Carrot, Rutabaga, and Mandarin Orange Salad

Grated carrots and rutabaga with an orange white wine vinegar dressing.

2 cups grated carrots

1 cup grated rutabaga

1 cup mandarin oranges, drained and seeds removed

1/2 cup olive oil

2 Tbsp orange juice

2 Tbsp white wine vinegar

2 Tbsp chopped fresh chives (or regular onions)

1 Tbsp chopped fresh parsley

1/4 tsp dry ginger

1/4 tsp dry mustard

Salt and white pepper to taste

Toss the grated carrots, rutabaga and oranges lightly in a large mixing bowl.  Whisk the canola oil, orange juice and white wine vinegar in a separate, smaller mixing bowl.  Add chopped chives and parsley, dry ginger and dry mustard.

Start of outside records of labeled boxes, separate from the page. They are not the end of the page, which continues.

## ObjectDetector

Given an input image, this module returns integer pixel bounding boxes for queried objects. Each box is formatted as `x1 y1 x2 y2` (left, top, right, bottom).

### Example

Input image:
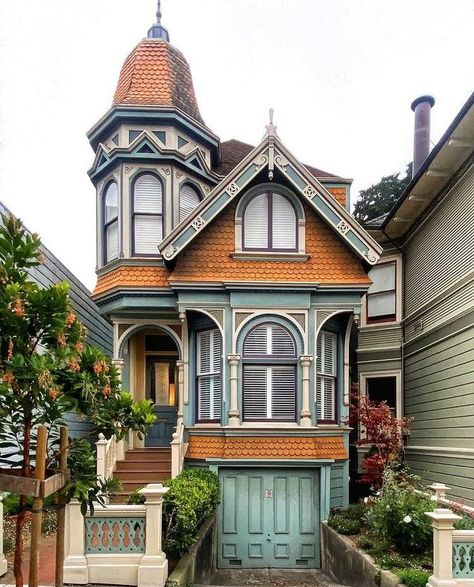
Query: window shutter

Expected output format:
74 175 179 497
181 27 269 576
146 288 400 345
105 221 118 263
179 184 200 222
133 174 163 214
134 215 163 255
316 330 337 421
244 194 268 249
244 365 268 420
272 194 296 250
270 366 296 421
104 182 118 224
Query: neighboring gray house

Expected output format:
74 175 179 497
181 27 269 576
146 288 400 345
357 94 474 505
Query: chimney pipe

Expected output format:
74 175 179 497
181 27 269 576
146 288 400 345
411 96 435 175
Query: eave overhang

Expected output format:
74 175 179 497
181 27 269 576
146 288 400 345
384 93 474 241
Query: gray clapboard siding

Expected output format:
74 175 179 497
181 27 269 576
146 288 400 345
405 169 474 315
407 453 474 505
0 202 112 355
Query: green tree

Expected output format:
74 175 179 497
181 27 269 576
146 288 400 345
0 216 155 585
353 163 412 224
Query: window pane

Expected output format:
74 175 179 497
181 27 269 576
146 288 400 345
104 182 118 224
179 184 200 222
272 194 296 250
271 366 296 422
244 194 268 249
105 221 118 263
133 174 163 214
134 216 163 255
369 261 395 294
367 292 395 318
244 365 268 420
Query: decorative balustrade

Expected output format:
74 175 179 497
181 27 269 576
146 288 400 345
64 483 168 587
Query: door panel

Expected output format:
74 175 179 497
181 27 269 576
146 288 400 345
218 469 319 568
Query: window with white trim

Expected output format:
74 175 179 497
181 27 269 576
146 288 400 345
316 330 337 423
242 191 298 252
103 181 119 263
196 328 222 422
179 183 201 222
242 323 296 422
367 261 397 323
133 173 163 255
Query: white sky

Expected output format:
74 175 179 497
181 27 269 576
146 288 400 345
0 0 474 288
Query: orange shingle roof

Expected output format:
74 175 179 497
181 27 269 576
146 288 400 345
186 436 348 460
170 202 371 284
113 39 204 124
93 266 169 296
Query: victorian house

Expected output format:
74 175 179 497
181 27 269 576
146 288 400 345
88 9 381 568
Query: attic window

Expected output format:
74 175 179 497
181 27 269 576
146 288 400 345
242 191 298 252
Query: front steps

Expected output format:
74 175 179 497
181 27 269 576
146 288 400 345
110 448 171 503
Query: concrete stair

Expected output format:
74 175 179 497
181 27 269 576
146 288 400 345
110 448 171 503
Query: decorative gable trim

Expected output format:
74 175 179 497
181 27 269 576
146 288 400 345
161 135 382 265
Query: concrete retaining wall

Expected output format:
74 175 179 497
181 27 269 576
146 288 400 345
165 516 217 587
321 522 400 587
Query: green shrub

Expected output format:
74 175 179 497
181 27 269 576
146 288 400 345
367 471 435 555
397 569 430 587
163 468 220 557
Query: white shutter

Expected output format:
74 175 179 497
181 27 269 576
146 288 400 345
244 194 268 249
244 365 267 420
104 182 118 224
197 329 222 420
270 366 296 422
134 215 163 255
316 330 337 421
272 194 296 250
105 221 118 263
133 173 163 214
179 184 200 222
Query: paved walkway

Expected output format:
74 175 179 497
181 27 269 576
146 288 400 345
194 569 344 587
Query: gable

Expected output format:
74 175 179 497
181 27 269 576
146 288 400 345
169 200 370 285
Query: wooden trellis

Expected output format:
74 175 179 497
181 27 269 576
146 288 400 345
0 426 68 587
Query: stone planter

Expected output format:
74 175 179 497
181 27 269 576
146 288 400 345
321 522 401 587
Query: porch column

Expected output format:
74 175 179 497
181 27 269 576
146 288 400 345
300 355 313 428
227 355 240 426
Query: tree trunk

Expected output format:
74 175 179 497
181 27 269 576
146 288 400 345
13 419 31 587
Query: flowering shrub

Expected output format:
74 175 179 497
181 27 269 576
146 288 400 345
367 469 436 555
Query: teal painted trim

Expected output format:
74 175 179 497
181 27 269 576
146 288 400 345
235 163 258 188
87 109 219 150
230 286 311 312
206 459 335 469
346 230 369 254
319 461 334 520
313 194 342 226
84 515 146 554
285 164 307 190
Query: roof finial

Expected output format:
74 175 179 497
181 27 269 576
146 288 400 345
148 0 170 43
265 108 278 138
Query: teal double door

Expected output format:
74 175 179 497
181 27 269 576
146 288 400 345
217 467 320 569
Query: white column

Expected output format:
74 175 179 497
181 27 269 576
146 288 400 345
227 355 240 426
300 355 313 428
138 483 168 587
64 500 89 585
426 508 461 587
0 495 7 577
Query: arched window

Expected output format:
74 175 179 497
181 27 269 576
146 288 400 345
179 183 200 222
316 330 337 423
243 191 298 251
196 328 222 422
103 181 119 263
242 323 296 422
133 173 163 255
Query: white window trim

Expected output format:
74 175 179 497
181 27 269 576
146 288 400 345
360 255 403 328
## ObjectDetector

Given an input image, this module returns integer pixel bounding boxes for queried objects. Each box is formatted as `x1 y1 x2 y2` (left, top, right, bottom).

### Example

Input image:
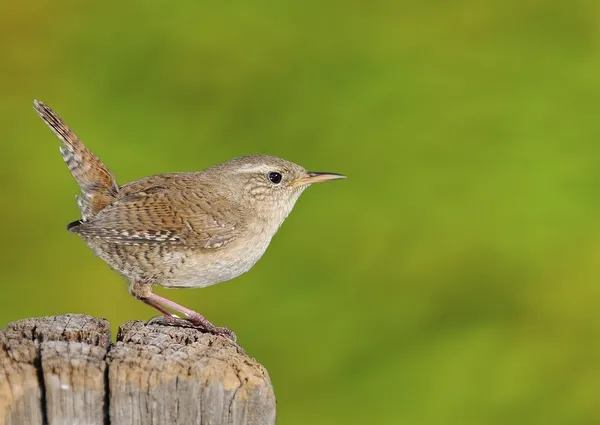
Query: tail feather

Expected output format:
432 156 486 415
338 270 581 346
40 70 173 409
33 100 119 221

Sprinkle in salt and white pepper to taste.  Pour over the carrot, rutabaga and orange mixture and toss to coat.  Serve.

Roasted Winter Vegetables

You can vary the veggies, but try to include at least one sweet vegetable (carrot, sweet potato, and parsnip) and one with a stronger flavor (turnip or rutabaga).  The natural sweetness of the veggies and garlic develops with the slow roasting.

6-8 c. winter vegetables: potatoes, sweet potatoes, carrots, turnips, parsnips, rutabagas, beets, winter squash (peeled and cut into 1-inch pieces or slices ½-inch thick)

2 Tbsp. oil

1Tbsp. dried or 3 Tbsp. fresh herbs such as rosemary, thyme, parsley, oregano

Toss ingredients together (keep onions separate, as they will roast faster; add them to the pan 10 min into the baking time).  Spread in a single layer on greased baking pans.  Roast in a preheated oven at 425 F until tender, 30-45 min, stirring occasionally.  Season with salt and pepper.  Serve with roasted garlic sauce.

Roasted garlic: Remove loose papery layers from outside of a whole garlic bulb but do not peel.  Slice off top of the bulb, exposing the tip of each clove.  Place on a square of aluminum foil and drizzle with 1 Tbsp. olive oil or just season with salt and pepper.  Wrap tightly and bake alongside veggies until tender.

Roasted garlic sauce: Bake one head of garlic as directed.  Squeeze soft roasted cloves into a small bowl, mash with fork, and stir in ¾ c. plain yogurt.  (Try this sauce as a raw veggie dip.)